There may be book snobs around, but I don't know any of them. I know people who, as I do, slip the dust jacket off of a new hardcover before reading the book, then put it neatly in place afterward, because I have a growing collection of valuable first editions and perhaps this book will become one of those. I'm sitting looking at a copy of a first edition Sinclair Lewis It Can't Happen Here that I haven't read yet, but will, because I think this book's time has come again. Has anyone else read Babbitt? You should--it's funny and engaging and frustrating and a real eye-opener to how we live, still, in the U.S.

Steinbeck, Hemingway, Cather, there are so many solid American story tellers. And there are the essays. Baily White's Mama Makes Up Her Mind is a little-known (except among listeners of All Things Considered) is one that I've again pulled off of my shelf to reread. Linda Hasselstrom, a friend from years of attending literary conferences, has wonderful collections of women's essays. Crazy Woman Creek: Women Rewrite the American West is back on my bedside after a hiatus when I was reading other things.

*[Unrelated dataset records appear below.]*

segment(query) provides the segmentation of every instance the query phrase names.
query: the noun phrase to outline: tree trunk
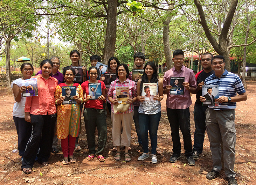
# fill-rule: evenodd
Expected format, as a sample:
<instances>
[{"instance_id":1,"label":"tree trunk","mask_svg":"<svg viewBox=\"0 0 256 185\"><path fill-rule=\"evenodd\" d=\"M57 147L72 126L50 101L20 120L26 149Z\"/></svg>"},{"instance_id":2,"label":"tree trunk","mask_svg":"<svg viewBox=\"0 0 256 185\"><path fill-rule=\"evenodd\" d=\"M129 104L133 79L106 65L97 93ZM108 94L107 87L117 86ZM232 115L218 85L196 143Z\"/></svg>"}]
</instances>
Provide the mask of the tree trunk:
<instances>
[{"instance_id":1,"label":"tree trunk","mask_svg":"<svg viewBox=\"0 0 256 185\"><path fill-rule=\"evenodd\" d=\"M108 4L106 39L102 60L102 63L105 64L107 64L109 58L115 55L116 39L117 0L109 1Z\"/></svg>"},{"instance_id":2,"label":"tree trunk","mask_svg":"<svg viewBox=\"0 0 256 185\"><path fill-rule=\"evenodd\" d=\"M173 1L172 1L172 3L173 3ZM173 8L174 6L173 5L169 5L169 9ZM164 24L163 28L162 39L164 42L164 49L165 52L165 61L167 66L167 70L169 70L173 67L173 62L172 59L172 54L171 52L170 48L170 43L169 41L169 25L171 21L171 10L167 11L167 14L165 19L163 20L163 23Z\"/></svg>"},{"instance_id":3,"label":"tree trunk","mask_svg":"<svg viewBox=\"0 0 256 185\"><path fill-rule=\"evenodd\" d=\"M12 88L11 86L11 71L10 71L10 44L11 40L6 40L6 43L5 59L5 71L6 74L6 82L7 83L7 91L8 95L12 93Z\"/></svg>"},{"instance_id":4,"label":"tree trunk","mask_svg":"<svg viewBox=\"0 0 256 185\"><path fill-rule=\"evenodd\" d=\"M249 18L248 15L248 11L246 11L246 16L247 18L247 27L246 29L246 35L245 35L245 38L244 39L244 45L247 44L247 39L249 35L249 30L250 29L250 23L251 22L251 19ZM245 66L246 66L246 46L243 47L243 75L242 78L242 82L243 84L243 86L245 89L247 89L247 86L245 82Z\"/></svg>"}]
</instances>

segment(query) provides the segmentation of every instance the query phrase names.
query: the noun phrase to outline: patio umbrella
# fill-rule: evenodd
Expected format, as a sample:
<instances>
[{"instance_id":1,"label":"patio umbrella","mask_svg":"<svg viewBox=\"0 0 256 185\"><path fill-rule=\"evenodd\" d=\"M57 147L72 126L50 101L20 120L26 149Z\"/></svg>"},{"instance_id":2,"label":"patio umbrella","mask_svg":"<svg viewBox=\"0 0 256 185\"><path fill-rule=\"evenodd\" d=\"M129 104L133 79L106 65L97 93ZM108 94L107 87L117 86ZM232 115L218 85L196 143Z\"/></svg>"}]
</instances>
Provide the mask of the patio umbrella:
<instances>
[{"instance_id":1,"label":"patio umbrella","mask_svg":"<svg viewBox=\"0 0 256 185\"><path fill-rule=\"evenodd\" d=\"M25 57L21 57L20 58L19 58L16 59L16 62L25 62L26 61L30 61L30 59L29 58L27 58Z\"/></svg>"}]
</instances>

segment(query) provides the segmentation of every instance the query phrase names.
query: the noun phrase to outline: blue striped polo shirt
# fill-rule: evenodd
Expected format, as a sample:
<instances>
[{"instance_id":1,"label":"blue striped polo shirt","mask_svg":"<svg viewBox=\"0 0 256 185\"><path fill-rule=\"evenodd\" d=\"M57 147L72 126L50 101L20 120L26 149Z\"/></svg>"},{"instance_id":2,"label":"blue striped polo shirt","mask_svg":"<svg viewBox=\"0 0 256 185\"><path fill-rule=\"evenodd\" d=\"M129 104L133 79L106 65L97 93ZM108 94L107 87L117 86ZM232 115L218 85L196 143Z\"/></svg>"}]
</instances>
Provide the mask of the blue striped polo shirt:
<instances>
[{"instance_id":1,"label":"blue striped polo shirt","mask_svg":"<svg viewBox=\"0 0 256 185\"><path fill-rule=\"evenodd\" d=\"M219 97L222 96L227 97L236 96L237 93L240 94L245 92L239 77L236 74L228 72L226 69L220 78L215 76L215 73L209 76L205 79L205 84L206 86L218 85ZM236 108L236 102L222 103L220 104L220 105L219 106L209 105L208 107L215 110L232 109Z\"/></svg>"}]
</instances>

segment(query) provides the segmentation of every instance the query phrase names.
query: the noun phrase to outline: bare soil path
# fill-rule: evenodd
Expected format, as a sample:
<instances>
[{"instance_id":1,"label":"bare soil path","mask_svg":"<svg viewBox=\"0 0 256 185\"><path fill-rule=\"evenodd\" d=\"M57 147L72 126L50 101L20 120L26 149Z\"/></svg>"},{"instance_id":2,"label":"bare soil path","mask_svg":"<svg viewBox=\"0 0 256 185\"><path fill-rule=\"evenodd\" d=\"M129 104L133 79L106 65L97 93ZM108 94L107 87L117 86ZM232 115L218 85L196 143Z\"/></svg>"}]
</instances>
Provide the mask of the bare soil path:
<instances>
[{"instance_id":1,"label":"bare soil path","mask_svg":"<svg viewBox=\"0 0 256 185\"><path fill-rule=\"evenodd\" d=\"M237 140L235 167L239 184L254 185L256 180L256 82L247 82L248 99L245 102L238 102L236 109ZM29 180L33 182L28 183L35 185L227 184L223 170L215 179L210 180L206 178L212 164L207 134L203 151L194 166L187 165L184 154L176 163L169 162L172 154L172 143L165 99L161 101L162 116L158 133L158 145L162 154L158 156L158 162L156 164L151 163L151 158L144 161L138 161L140 154L135 151L138 143L134 125L130 162L124 161L123 151L121 160L117 161L114 159L111 128L108 128L107 144L103 154L105 161L100 162L95 158L88 161L86 157L89 154L86 148L87 141L83 123L79 141L82 149L74 153L76 163L63 166L61 163L62 153L52 154L49 159L49 165L43 167L35 162L32 173L25 175L21 171L20 157L18 153L12 152L18 149L18 138L12 115L14 101L13 96L7 95L6 92L6 88L0 86L0 184L24 184ZM195 96L192 95L192 97L194 103ZM195 131L193 109L192 104L190 106L192 144ZM181 140L182 140L182 136ZM60 141L58 143L58 148L61 150Z\"/></svg>"}]
</instances>

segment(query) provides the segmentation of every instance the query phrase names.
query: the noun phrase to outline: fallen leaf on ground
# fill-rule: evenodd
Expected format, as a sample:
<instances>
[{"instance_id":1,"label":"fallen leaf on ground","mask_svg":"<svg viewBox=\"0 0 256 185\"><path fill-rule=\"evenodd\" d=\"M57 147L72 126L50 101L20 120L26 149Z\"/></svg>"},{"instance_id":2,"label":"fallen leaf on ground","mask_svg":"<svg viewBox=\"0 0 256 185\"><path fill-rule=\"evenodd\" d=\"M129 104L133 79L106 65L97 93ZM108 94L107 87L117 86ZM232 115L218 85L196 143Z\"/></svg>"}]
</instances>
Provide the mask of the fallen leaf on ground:
<instances>
[{"instance_id":1,"label":"fallen leaf on ground","mask_svg":"<svg viewBox=\"0 0 256 185\"><path fill-rule=\"evenodd\" d=\"M23 180L25 180L25 183L33 183L35 182L35 180L33 178L23 178Z\"/></svg>"}]
</instances>

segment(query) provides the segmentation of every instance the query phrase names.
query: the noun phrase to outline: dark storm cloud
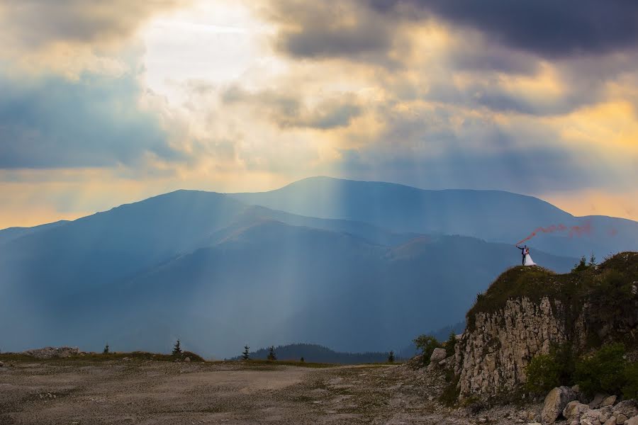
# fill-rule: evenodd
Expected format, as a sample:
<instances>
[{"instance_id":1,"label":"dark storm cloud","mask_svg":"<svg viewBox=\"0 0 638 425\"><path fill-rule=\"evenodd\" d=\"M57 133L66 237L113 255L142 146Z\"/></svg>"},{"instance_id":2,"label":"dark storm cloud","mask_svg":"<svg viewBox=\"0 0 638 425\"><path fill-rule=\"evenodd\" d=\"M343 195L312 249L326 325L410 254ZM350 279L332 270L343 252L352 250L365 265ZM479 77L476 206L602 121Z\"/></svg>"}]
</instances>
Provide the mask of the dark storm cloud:
<instances>
[{"instance_id":1,"label":"dark storm cloud","mask_svg":"<svg viewBox=\"0 0 638 425\"><path fill-rule=\"evenodd\" d=\"M435 16L547 57L608 53L638 41L634 0L361 1L388 16Z\"/></svg>"},{"instance_id":2,"label":"dark storm cloud","mask_svg":"<svg viewBox=\"0 0 638 425\"><path fill-rule=\"evenodd\" d=\"M0 74L0 93L1 169L134 165L147 154L182 159L158 117L138 108L133 75L18 81Z\"/></svg>"}]
</instances>

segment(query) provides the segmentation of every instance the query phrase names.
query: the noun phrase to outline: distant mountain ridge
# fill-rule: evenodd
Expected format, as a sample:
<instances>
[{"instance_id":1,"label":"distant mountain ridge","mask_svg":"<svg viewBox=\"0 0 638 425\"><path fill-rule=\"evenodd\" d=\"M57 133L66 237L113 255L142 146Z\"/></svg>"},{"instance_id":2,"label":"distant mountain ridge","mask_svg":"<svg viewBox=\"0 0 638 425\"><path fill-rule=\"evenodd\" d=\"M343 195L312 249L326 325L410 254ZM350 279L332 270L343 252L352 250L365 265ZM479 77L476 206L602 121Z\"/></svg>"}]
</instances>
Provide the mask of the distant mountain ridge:
<instances>
[{"instance_id":1,"label":"distant mountain ridge","mask_svg":"<svg viewBox=\"0 0 638 425\"><path fill-rule=\"evenodd\" d=\"M262 348L251 351L251 359L266 360L269 350ZM342 365L356 365L369 363L386 363L388 361L389 351L386 353L339 353L328 347L316 344L290 344L278 346L274 348L277 360L289 360L299 361L302 358L306 362L338 363ZM400 361L396 353L395 359ZM233 360L239 360L241 356L234 357Z\"/></svg>"},{"instance_id":2,"label":"distant mountain ridge","mask_svg":"<svg viewBox=\"0 0 638 425\"><path fill-rule=\"evenodd\" d=\"M13 233L0 243L3 348L95 351L108 340L162 351L179 336L218 357L246 342L304 340L386 352L459 322L477 293L520 261L510 244L389 225L178 191ZM576 262L532 250L557 271Z\"/></svg>"}]
</instances>

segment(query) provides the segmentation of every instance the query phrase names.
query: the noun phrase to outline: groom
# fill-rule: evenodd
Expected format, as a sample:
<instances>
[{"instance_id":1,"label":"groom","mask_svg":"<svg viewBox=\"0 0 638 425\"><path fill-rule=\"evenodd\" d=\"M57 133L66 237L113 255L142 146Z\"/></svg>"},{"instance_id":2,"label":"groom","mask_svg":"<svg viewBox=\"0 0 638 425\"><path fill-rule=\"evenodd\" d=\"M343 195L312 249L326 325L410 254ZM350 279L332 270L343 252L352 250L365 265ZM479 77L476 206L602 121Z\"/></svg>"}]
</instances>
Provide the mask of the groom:
<instances>
[{"instance_id":1,"label":"groom","mask_svg":"<svg viewBox=\"0 0 638 425\"><path fill-rule=\"evenodd\" d=\"M519 246L518 245L516 245L516 247L518 248L519 249L520 249L520 253L521 253L521 254L522 254L522 256L522 256L522 265L525 266L525 253L526 253L527 251L527 246L525 245L525 246L524 246L522 248L521 248L521 247Z\"/></svg>"}]
</instances>

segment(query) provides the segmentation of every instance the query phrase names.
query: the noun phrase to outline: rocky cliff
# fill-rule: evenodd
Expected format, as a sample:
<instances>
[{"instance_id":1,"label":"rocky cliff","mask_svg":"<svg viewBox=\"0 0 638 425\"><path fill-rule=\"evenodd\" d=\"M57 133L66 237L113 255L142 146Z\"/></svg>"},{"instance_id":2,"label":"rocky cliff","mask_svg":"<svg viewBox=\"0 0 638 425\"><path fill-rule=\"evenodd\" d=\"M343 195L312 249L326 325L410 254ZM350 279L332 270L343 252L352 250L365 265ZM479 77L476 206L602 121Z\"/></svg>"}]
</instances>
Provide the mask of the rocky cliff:
<instances>
[{"instance_id":1,"label":"rocky cliff","mask_svg":"<svg viewBox=\"0 0 638 425\"><path fill-rule=\"evenodd\" d=\"M576 352L638 344L638 253L564 275L511 268L477 295L466 319L455 353L459 398L511 395L532 358L552 344Z\"/></svg>"}]
</instances>

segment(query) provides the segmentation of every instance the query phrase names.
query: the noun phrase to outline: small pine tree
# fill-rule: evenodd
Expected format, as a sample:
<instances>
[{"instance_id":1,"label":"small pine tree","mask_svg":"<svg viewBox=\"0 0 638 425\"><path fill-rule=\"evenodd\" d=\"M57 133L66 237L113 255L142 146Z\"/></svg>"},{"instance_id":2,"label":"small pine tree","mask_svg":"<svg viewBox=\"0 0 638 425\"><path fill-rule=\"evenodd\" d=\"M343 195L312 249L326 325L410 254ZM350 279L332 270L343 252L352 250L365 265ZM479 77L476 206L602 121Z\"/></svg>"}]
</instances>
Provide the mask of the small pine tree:
<instances>
[{"instance_id":1,"label":"small pine tree","mask_svg":"<svg viewBox=\"0 0 638 425\"><path fill-rule=\"evenodd\" d=\"M274 353L274 346L270 346L270 348L268 348L268 360L275 361L277 359L277 356Z\"/></svg>"},{"instance_id":2,"label":"small pine tree","mask_svg":"<svg viewBox=\"0 0 638 425\"><path fill-rule=\"evenodd\" d=\"M181 346L179 344L179 339L177 339L177 342L173 346L173 356L179 356L180 354L181 354Z\"/></svg>"},{"instance_id":3,"label":"small pine tree","mask_svg":"<svg viewBox=\"0 0 638 425\"><path fill-rule=\"evenodd\" d=\"M596 257L593 254L593 252L591 253L591 256L589 257L589 266L595 267L596 266Z\"/></svg>"}]
</instances>

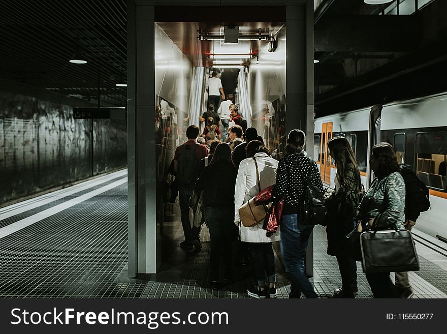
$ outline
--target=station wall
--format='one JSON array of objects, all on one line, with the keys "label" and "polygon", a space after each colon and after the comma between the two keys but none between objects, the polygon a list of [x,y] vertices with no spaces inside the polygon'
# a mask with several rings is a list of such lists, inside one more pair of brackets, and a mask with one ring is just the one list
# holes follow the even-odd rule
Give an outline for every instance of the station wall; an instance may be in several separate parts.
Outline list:
[{"label": "station wall", "polygon": [[126,166],[125,119],[75,119],[92,106],[30,95],[0,91],[0,205]]}]

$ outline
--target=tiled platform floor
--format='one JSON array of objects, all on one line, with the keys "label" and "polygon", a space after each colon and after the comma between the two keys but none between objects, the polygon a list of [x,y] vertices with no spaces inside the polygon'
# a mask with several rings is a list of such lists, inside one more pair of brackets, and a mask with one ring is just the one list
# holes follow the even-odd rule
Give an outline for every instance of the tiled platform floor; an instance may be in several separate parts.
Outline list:
[{"label": "tiled platform floor", "polygon": [[[101,185],[110,183],[105,181]],[[72,194],[69,199],[80,194]],[[60,204],[60,200],[53,204]],[[48,203],[46,207],[53,204]],[[6,208],[0,209],[0,214]],[[10,217],[8,222],[0,221],[0,228],[22,219],[24,215],[32,217],[35,213],[25,209],[17,215],[20,217]],[[179,247],[182,232],[178,221],[164,224],[164,255],[158,274],[128,279],[126,215],[123,184],[0,238],[0,297],[248,297],[245,291],[253,281],[247,266],[241,267],[236,283],[219,290],[211,289],[207,229],[202,229],[202,251],[186,252]],[[314,235],[312,280],[317,293],[328,297],[341,286],[340,278],[335,258],[326,254],[324,228],[316,227]],[[447,271],[423,257],[423,247],[418,247],[423,256],[421,270],[410,274],[413,298],[445,298]],[[289,283],[279,261],[277,267],[278,297],[285,298]],[[358,271],[357,298],[370,298],[360,265]]]}]

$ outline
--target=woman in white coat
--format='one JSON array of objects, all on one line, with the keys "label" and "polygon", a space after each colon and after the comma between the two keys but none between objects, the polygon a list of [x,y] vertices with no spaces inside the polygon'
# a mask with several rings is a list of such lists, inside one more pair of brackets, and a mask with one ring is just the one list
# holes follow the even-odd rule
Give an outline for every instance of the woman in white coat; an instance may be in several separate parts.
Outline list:
[{"label": "woman in white coat", "polygon": [[[259,140],[252,140],[248,143],[246,150],[248,158],[241,162],[236,178],[234,221],[235,224],[239,226],[240,240],[250,242],[254,279],[258,284],[257,286],[248,289],[247,293],[255,298],[266,298],[268,295],[270,298],[276,298],[276,270],[272,242],[279,240],[279,232],[277,231],[268,238],[266,236],[265,230],[262,229],[262,222],[245,227],[240,223],[238,209],[259,192],[258,177],[261,190],[274,184],[278,161],[269,157],[267,149]],[[256,170],[257,165],[259,176]],[[267,287],[266,275],[268,279]]]}]

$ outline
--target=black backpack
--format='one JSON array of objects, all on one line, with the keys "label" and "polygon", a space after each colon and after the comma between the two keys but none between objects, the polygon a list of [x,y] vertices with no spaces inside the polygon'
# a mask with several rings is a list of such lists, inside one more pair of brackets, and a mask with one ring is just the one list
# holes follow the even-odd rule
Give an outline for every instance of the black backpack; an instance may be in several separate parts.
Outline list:
[{"label": "black backpack", "polygon": [[[315,162],[309,158],[310,166]],[[300,222],[303,225],[325,225],[325,220],[326,217],[327,209],[325,206],[325,199],[323,192],[316,186],[312,184],[312,176],[306,176],[301,172],[296,161],[294,161],[303,179],[304,185],[304,192],[302,200],[299,203],[298,215]],[[310,168],[309,169],[310,173]]]},{"label": "black backpack", "polygon": [[418,207],[416,208],[417,209],[418,211],[419,212],[424,212],[424,211],[428,211],[430,209],[430,195],[428,191],[428,188],[427,188],[427,186],[425,185],[425,184],[424,183],[423,181],[421,181],[421,179],[418,177],[414,172],[413,171],[413,170],[411,168],[407,167],[407,166],[401,165],[400,168],[401,173],[402,173],[402,171],[406,169],[409,171],[411,174],[412,174],[414,176],[418,179],[418,182],[419,184],[419,190],[420,192],[417,193],[412,193],[411,194],[406,194],[406,196],[414,196],[414,197],[417,199],[417,201],[418,205]]},{"label": "black backpack", "polygon": [[[417,176],[416,177],[418,177]],[[430,208],[430,195],[429,194],[428,188],[427,188],[427,186],[425,185],[425,183],[419,179],[419,177],[418,177],[418,179],[419,180],[419,187],[421,188],[421,192],[422,193],[422,196],[421,196],[422,200],[421,202],[421,207],[419,208],[419,211],[424,212],[424,211],[428,211]]]},{"label": "black backpack", "polygon": [[410,172],[416,178],[418,179],[418,181],[419,184],[419,190],[420,192],[413,194],[412,193],[410,195],[408,194],[406,194],[406,196],[414,196],[414,197],[417,199],[417,202],[418,203],[418,207],[416,208],[418,209],[418,211],[419,212],[424,212],[424,211],[428,211],[430,209],[430,195],[428,191],[428,188],[427,188],[427,186],[425,185],[425,184],[424,183],[423,181],[421,181],[421,179],[418,177],[414,172],[413,171],[413,170],[411,168],[407,167],[407,166],[404,165],[401,165],[400,167],[400,171],[401,173],[402,173],[402,171],[406,169],[409,171],[409,172]]},{"label": "black backpack", "polygon": [[199,146],[199,144],[195,143],[193,147],[189,145],[181,146],[175,178],[180,187],[192,187],[196,182],[199,170],[199,159],[196,155],[196,150]]}]

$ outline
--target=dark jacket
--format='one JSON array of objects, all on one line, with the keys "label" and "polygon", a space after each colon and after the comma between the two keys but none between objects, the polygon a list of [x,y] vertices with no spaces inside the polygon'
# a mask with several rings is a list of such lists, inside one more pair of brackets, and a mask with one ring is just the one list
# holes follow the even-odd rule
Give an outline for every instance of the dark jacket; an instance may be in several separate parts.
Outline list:
[{"label": "dark jacket", "polygon": [[286,156],[279,161],[276,171],[276,184],[273,189],[275,197],[285,197],[284,215],[298,213],[299,203],[302,199],[304,184],[298,168],[305,175],[312,177],[314,186],[322,192],[324,191],[316,164],[307,156],[305,151]]},{"label": "dark jacket", "polygon": [[247,159],[246,148],[247,143],[244,142],[235,147],[231,153],[231,160],[236,168],[239,168],[242,160]]},{"label": "dark jacket", "polygon": [[[234,192],[237,169],[231,163],[219,162],[206,166],[196,188],[203,190],[203,206],[234,211]],[[215,180],[221,181],[217,185]]]},{"label": "dark jacket", "polygon": [[360,202],[360,174],[352,168],[346,169],[346,174],[347,184],[340,185],[337,194],[334,191],[326,202],[328,210],[326,234],[330,255],[338,255],[342,251],[341,247],[346,236],[354,227]]},{"label": "dark jacket", "polygon": [[400,165],[400,174],[405,184],[405,219],[413,222],[419,217],[421,212],[418,208],[421,206],[423,196],[419,186],[419,179],[414,172],[404,165]]}]

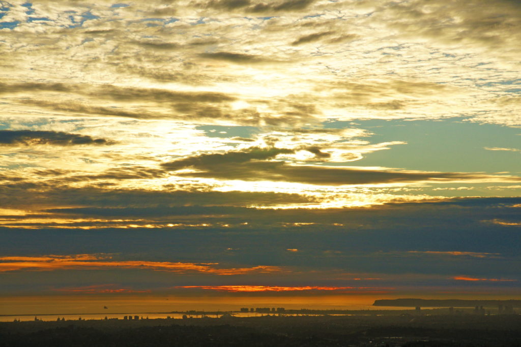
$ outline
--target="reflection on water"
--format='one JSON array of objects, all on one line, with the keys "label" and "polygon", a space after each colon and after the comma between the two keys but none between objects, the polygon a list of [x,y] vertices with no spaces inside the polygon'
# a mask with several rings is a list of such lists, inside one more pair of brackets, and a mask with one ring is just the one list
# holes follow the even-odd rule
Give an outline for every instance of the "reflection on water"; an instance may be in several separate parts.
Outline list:
[{"label": "reflection on water", "polygon": [[[83,320],[88,320],[90,319],[104,319],[105,317],[107,319],[123,319],[123,317],[125,316],[130,316],[132,317],[135,316],[138,316],[140,319],[146,319],[147,318],[149,319],[154,319],[157,318],[170,318],[171,319],[183,319],[183,316],[186,315],[188,318],[202,318],[203,317],[208,317],[210,318],[218,318],[224,314],[225,312],[219,312],[216,313],[213,312],[211,314],[188,314],[187,313],[121,313],[121,314],[66,314],[66,315],[45,315],[41,316],[34,316],[32,315],[19,315],[19,316],[0,316],[0,322],[13,322],[15,319],[17,320],[20,320],[21,322],[27,322],[30,320],[34,320],[34,318],[36,318],[39,320],[43,320],[44,322],[52,322],[56,321],[58,318],[61,319],[62,318],[65,318],[65,321],[67,320],[78,320],[79,319],[81,318]],[[278,315],[278,314],[272,313],[259,313],[258,312],[232,312],[231,314],[235,317],[260,317],[262,316],[266,316],[268,314],[271,314],[272,315]],[[305,314],[305,313],[284,313],[282,314],[286,315],[293,315],[293,316],[320,316],[322,315],[320,314]],[[335,316],[350,316],[350,314],[337,314],[331,315]]]}]

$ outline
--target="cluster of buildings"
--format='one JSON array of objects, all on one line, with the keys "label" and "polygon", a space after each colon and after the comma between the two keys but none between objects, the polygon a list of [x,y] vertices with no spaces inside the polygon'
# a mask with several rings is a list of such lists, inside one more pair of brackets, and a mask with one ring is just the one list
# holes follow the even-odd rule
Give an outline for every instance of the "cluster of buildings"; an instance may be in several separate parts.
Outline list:
[{"label": "cluster of buildings", "polygon": [[248,309],[247,307],[241,307],[241,312],[256,312],[257,313],[282,313],[286,312],[286,309],[284,307],[257,307],[254,309],[252,307],[251,309]]},{"label": "cluster of buildings", "polygon": [[[141,319],[143,319],[142,317],[141,317]],[[123,320],[139,320],[139,316],[134,316],[133,318],[132,318],[132,316],[125,316],[125,317],[123,317]]]}]

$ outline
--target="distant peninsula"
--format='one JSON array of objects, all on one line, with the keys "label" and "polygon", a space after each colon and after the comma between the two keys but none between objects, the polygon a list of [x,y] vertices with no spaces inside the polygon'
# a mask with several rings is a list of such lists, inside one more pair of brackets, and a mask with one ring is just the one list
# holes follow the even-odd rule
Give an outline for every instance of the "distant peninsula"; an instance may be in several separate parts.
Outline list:
[{"label": "distant peninsula", "polygon": [[473,307],[482,306],[497,307],[500,305],[521,307],[521,300],[464,300],[460,299],[434,300],[425,299],[395,299],[375,300],[373,306],[428,307]]}]

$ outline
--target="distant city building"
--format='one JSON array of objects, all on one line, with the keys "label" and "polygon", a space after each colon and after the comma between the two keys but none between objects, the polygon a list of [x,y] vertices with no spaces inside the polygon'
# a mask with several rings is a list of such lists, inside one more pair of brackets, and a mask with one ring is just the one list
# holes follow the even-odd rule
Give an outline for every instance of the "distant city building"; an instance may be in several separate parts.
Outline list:
[{"label": "distant city building", "polygon": [[269,313],[269,307],[256,307],[255,312],[258,313]]}]

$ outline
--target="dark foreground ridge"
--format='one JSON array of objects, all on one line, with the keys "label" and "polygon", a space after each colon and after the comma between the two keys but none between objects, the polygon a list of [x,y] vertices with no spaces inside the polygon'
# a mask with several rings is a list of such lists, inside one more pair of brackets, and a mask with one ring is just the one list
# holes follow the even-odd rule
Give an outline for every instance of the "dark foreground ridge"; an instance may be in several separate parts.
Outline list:
[{"label": "dark foreground ridge", "polygon": [[518,346],[520,327],[472,314],[16,322],[0,323],[0,347]]},{"label": "dark foreground ridge", "polygon": [[427,307],[521,307],[521,300],[463,300],[460,299],[433,300],[425,299],[395,299],[375,300],[373,306]]}]

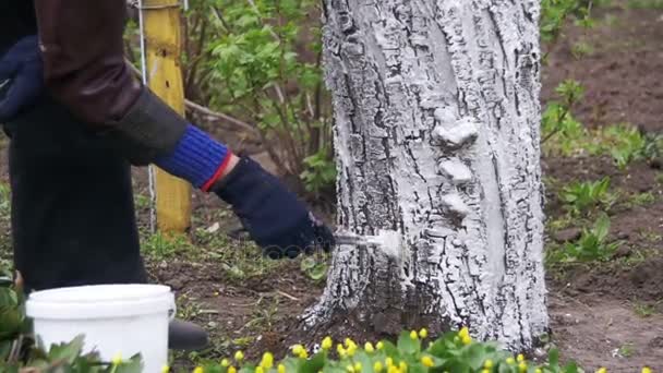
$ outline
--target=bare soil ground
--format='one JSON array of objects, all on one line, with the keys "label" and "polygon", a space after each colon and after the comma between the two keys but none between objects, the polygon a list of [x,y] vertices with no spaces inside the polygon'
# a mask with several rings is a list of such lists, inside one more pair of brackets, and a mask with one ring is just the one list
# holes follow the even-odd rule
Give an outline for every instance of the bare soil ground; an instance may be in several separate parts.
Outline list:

I have boxes of books, novels and mysteries, I packed up at my Dad's house after he died, and I have shelves of books that he mailed to me after he finished reading them, because he thought I'd enjoy them. I've hesitated to take any of the boxed books to the used book place because I haven't had a chance to read them and I want to see what he was enjoying. He read fast, and he read every evening in his favorite chair in the corner of the living room over by the window. The next door neighbor finally decided something must be wrong when on a Tuesday evening he hadn't seen my Dad's light on since before the weekend. Dad often times went away for the weekend, but he was never away from his reading for that long. (Tom had been ill himself or he might have realized something was wrong sooner. He was still wheeling an IV around when I next saw him. We think Dad died a week earlier, based on phone and email records).

Dad was a retired reference librarian. He read all of the time. He collected music for 40 years. You can bet that some of the stuff he read fed into his knowledge of the songs he loved.

Not a bad way to spend your life, reading and singing, eh?